German government spokesman Steffen Seibert said that this was a "religious exaggeration" that "doesn't justify in any way the breach of international law that Russia has committed through the annexation of the Crimea".

For the German government, the Crimea had been seen as a homeland by different peoples with different religions for centuries.

Seibert added that German policy was not directed against Russia, but rather aimed to clearly identify the annexation as a breach of international law and to collaborate in bringing about a diplomatic solution.

Remember 1945

In a speech which Seibert described as having a "transparent domestic political motive", Putin further recalled the last time when Western Europe and Russia had come to open war.

"People should remember how it ended" when Hitler broke the Nazi-Soviet pact to invade the USSR in 1941, he said.

Putin uncharacteristically opened his speech by addressing the foreign policy crisis head-on, thanking his people for their "steadfastness" in the face of the economic sacrifices being asked of them during the Ukraine crisis.

'Europeanize' the military?

Putin's speech came on the same day as the Social Democratic Party (SPD) called for a "United European Army" in a strategy document.

SPD defence spokesman Rainer Arnold wrote that a permanent EU military headquarters ensuring a "constant deployment readiness" of combined European forces should be set up.

Referring to the pressure on military budgets in all European countries, Arnold said that there was "no alternative" to a division of military capabilities among member states.

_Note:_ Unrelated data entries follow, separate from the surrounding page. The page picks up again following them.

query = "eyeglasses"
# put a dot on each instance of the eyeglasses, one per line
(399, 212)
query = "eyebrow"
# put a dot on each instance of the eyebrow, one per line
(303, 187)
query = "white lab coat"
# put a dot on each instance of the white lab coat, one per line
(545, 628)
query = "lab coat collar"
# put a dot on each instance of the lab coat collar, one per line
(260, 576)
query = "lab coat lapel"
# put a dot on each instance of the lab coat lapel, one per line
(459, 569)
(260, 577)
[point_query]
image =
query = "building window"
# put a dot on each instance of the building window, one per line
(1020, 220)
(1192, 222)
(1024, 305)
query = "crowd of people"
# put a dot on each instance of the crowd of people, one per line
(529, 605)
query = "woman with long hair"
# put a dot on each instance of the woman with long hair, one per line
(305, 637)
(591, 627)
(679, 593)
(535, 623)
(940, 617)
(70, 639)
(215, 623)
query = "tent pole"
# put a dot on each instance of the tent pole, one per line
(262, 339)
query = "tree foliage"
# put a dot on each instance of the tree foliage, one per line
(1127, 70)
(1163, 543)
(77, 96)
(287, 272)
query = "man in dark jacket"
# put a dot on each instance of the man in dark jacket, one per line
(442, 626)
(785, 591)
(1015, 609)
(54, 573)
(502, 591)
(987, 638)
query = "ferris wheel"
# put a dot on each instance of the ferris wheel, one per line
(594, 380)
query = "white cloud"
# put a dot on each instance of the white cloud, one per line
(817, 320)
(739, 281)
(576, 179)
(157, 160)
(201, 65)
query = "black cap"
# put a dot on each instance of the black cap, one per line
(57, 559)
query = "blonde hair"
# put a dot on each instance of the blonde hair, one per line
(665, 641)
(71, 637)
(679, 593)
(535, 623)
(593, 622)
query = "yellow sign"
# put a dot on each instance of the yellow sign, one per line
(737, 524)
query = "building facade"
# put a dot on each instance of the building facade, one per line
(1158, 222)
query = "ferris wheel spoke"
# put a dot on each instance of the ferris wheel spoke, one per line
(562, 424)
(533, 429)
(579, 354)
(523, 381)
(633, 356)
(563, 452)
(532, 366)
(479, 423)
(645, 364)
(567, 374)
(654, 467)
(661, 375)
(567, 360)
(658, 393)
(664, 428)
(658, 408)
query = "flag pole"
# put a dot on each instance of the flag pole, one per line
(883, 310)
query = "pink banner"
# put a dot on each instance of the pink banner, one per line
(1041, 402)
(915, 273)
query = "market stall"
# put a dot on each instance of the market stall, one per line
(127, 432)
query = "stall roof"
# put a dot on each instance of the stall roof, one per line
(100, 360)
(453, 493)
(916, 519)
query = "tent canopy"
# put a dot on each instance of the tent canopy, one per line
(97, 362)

It was particularly pointless for different EU nations to maintain nationally isolated arms industries, with 20 different armoured vehicles in production and six different types of submarines, Arnold added.

Critics note that France, which has emphasised military self-sufficiency since President de Gaulle, would be reluctant to join such a plan, and that collaborative projects such as the Eurofighter have come in hugely overdue and over budget in the past.